To me the very question is flawed and nonsensical, since:
1) You're talking about some arbitrary default size, and not the needs of the content.
2) You're talking in pixels, which is the LAST measurement that should be used in layout.
Content dictates your semantic markup -- content + semantic markup dictates layout. As such your initial layout should adapt to the needs of the content... which is why I build for desktop FIRST according to the needs of the content, typically as wide as the widest I think is practical -- which is usually 20em per sidebar with no column allowed any wider than 48em, as long lines of text are shite wider than that.
Then you keep shrinking the window and adding media queries -- in EM -- as needed.
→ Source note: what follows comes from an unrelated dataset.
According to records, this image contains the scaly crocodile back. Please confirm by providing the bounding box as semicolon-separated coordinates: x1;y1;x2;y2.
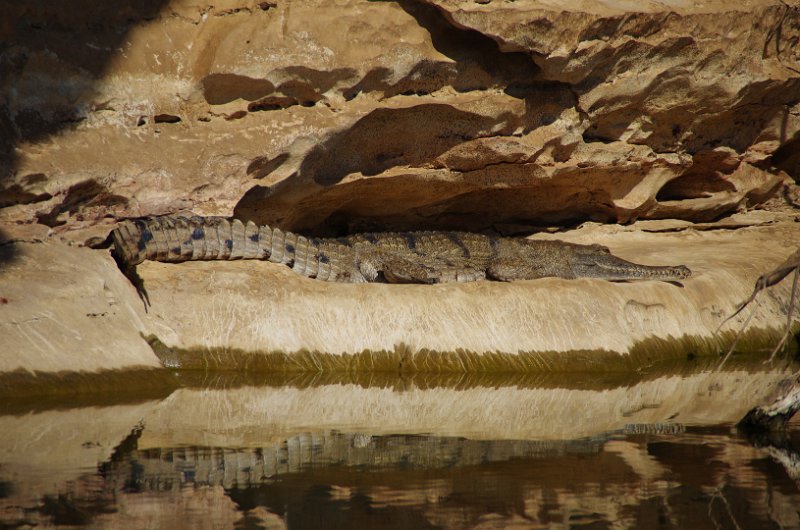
112;217;338;280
I never think in a default "size", I let the content and needs of the content (and user) dictate that.
It's like the old BS of "design for 800 friendly at 768px" or "1024 friendly at 976px" BULLCOOKIES, that resulted in broken inaccessible garbage sites.
Fonts in EM, padding in EM, max-widths and fixed columns in EM, media queries in EM, with the CONTENT and content-limits determining how many EM to use.
It also doesn't help you say 'breakpoint' -- SINGULAR. Typically I have anywhere from three to six. Again, make it big, then shrink the window. When the layout breaks, fix whatever broke at that width (in em) with a media query, then lather-rinse-repeat layering queries until your layout works down to around 12 to 16em. (192 to 256px for 16px users, 256 to 384 for users like myself)
Your breakpointS should be based on the needs of the content, NOT some arbitrary predetermined number!